Re: [PATCH v2 00/49] KVM: x86: CPUID overhaul, fixes, and caching

From: Paolo Bonzini
Date: Fri May 17 2024 - 13:58:10 EST


On Fri, May 17, 2024 at 7:39 PM Sean Christopherson <seanjc@xxxxxxxxxx> wrote:
> * Disallow KVM_CAP_X86_DISABLE_EXITS after vCPU creation
> * Reject disabling of MWAIT/HLT interception when not allowed
> * Advertise TSC_DEADLINE_TIMER in KVM_GET_SUPPORTED_CPUID.

This is technically a breaking change, and it's even documented in
api.rst under "KVM_GET_SUPPORTED_CPUID issues":

---
CPU[EAX=1]:ECX[21] (X2APIC) is reported by
``KVM_GET_SUPPORTED_CPUID``, but it can only be enabled if
``KVM_CREATE_IRQCHIP`` or ``KVM_ENABLE_CAP(KVM_CAP_IRQCHIP_SPLIT)``
are used to enable in-kernel emulation of the local APIC.
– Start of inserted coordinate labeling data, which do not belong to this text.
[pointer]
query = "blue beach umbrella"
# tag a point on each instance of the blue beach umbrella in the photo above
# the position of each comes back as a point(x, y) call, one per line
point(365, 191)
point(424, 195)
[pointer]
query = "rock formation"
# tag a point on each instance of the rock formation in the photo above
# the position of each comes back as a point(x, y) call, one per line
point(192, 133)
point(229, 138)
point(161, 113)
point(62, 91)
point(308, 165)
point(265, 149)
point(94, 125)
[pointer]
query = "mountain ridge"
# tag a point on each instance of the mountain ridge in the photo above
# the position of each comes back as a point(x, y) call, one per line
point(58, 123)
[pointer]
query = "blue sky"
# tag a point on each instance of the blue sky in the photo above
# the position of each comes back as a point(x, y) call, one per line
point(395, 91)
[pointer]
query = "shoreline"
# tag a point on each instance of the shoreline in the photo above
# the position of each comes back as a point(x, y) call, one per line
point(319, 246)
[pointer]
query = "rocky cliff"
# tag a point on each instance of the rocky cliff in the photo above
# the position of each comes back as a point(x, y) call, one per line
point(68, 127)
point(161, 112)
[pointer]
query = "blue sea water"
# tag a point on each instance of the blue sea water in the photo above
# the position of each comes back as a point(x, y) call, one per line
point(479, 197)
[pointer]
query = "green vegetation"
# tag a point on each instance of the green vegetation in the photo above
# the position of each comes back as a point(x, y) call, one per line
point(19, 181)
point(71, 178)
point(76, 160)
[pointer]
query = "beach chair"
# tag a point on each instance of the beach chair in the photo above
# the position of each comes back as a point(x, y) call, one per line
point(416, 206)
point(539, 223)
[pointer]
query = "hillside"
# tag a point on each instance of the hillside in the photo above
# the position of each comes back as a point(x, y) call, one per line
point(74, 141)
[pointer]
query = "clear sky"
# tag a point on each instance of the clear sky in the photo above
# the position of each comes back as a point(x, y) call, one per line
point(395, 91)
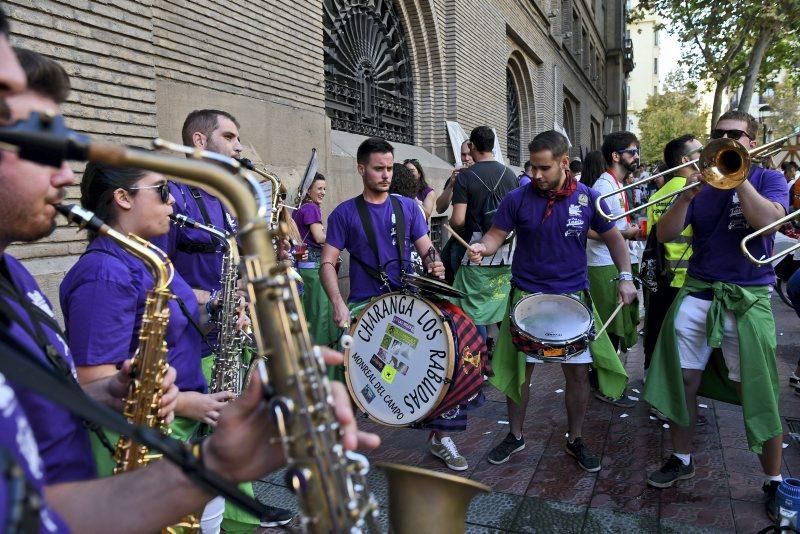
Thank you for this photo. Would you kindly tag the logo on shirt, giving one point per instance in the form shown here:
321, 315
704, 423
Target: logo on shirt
40, 302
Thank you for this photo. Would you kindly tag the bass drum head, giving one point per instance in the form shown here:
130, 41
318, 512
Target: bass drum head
552, 318
400, 365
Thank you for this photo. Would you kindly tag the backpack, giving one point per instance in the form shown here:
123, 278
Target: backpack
490, 202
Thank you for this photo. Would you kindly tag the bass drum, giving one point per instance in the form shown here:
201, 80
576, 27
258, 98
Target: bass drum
406, 364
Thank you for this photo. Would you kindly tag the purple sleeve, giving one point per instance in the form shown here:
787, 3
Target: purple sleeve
311, 215
599, 223
460, 190
336, 235
101, 322
773, 187
506, 214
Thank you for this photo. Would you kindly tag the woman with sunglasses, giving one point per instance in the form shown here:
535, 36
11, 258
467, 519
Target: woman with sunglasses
426, 197
103, 297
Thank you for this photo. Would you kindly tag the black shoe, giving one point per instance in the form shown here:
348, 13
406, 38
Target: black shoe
622, 402
771, 504
507, 447
672, 471
588, 461
276, 517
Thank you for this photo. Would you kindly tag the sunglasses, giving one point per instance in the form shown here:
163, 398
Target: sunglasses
730, 134
163, 190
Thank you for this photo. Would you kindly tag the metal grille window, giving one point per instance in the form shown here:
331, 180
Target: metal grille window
512, 119
368, 80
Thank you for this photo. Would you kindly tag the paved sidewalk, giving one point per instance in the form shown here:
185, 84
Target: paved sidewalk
541, 489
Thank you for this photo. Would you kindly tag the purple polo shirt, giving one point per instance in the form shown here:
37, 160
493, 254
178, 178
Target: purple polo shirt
719, 226
103, 298
550, 257
17, 440
308, 214
345, 231
62, 439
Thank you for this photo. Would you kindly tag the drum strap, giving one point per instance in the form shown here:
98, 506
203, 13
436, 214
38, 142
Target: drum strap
398, 225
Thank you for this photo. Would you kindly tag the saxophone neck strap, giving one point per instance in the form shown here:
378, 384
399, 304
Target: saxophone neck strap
24, 369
The same is true for the ``KVM_FEATURE_PV_UNHALT`` paravirtualized feature.

CPU[EAX=1]:ECX[24] (TSC_DEADLINE) is not reported by
``KVM_GET_SUPPORTED_CPUID``. It can be enabled if
``KVM_CAP_TSC_DEADLINE_TIMER`` is present and the kernel has enabled
in-kernel emulation of the local APIC.
---

However I think we can get away with it. QEMU source code on one hand does

/* tsc-deadline flag is not returned by GET_SUPPORTED_CPUID, but it
* can be enabled if the kernel has KVM_CAP_TSC_DEADLINE_TIMER,
* and the irqchip is in the kernel.
*/
if (kvm_irqchip_in_kernel() &&
kvm_check_extension(s, KVM_CAP_TSC_DEADLINE_TIMER)) {
ret |= CPUID_EXT_TSC_DEADLINE_TIMER;
}

/* x2apic is reported by GET_SUPPORTED_CPUID, but it can't be enabled
* without the in-kernel irqchip
*/
if (!kvm_irqchip_in_kernel()) {
ret &= ~CPUID_EXT_X2APIC;
}

so it has to cope with existing mess but it's not expecting the
opposite mess (understandable).

However, in practice userspace APIC has always been utterly broken and
even deprecated in QEMU, so we might get away with it. I don't see why
one would use no kernel APIC unless the guest has no APIC whatsoever.

And no guest that doesn't find an APIC is going to use the TSC
deadline timer (sure the MSR is outside x2APIC space but how in the
world would you configure LVTT), likewise for X2APIC since you need to
turn it on at 0xFEE0_0000 first.

Paolo